China said Facebook was unfairly targeting its biggest media companies on Friday after the network began attaching disclaimers to pages run by the country’s state-controlled news outlets.
Pages managed by news agency Xinhua and the fiery nationalist tabloid Global Times are now labelled “China state-controlled media”, after a policy change by the world’s largest social platform.
The move comes with Facebook under scrutiny for failing for stem foreign interference in the 2016 US election, and after heated debate over how the network handles misinformation and inflammatory posts — including from US President Donald Trump.

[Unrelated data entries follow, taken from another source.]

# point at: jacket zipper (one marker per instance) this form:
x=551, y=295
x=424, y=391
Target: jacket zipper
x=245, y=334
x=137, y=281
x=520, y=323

But China’s foreign ministry spokesman Geng Shuang accused Facebook of selective enforcement and said he hoped the company would “abandon its ideological prejudice”.
Foreign media outlets “should be given equal treatment” as long as they comply with local laws, he added.
Facebook’s definition of state-controlled media includes influence over editorial content as well as financial backing of outlets, said the platform’s cybersecurity chief Nathaniel Gleicher.
“People should know if the news they read is coming from a publication that may be under the influence of a government,” he wrote in a Thursday blog post announcing the new policy.
Relations between China and the United States have worsened on multiple fronts in recent months, with the two governments expelling journalists in tit-for-tat moves and trading barbs over the coronavirus outbreak and human rights.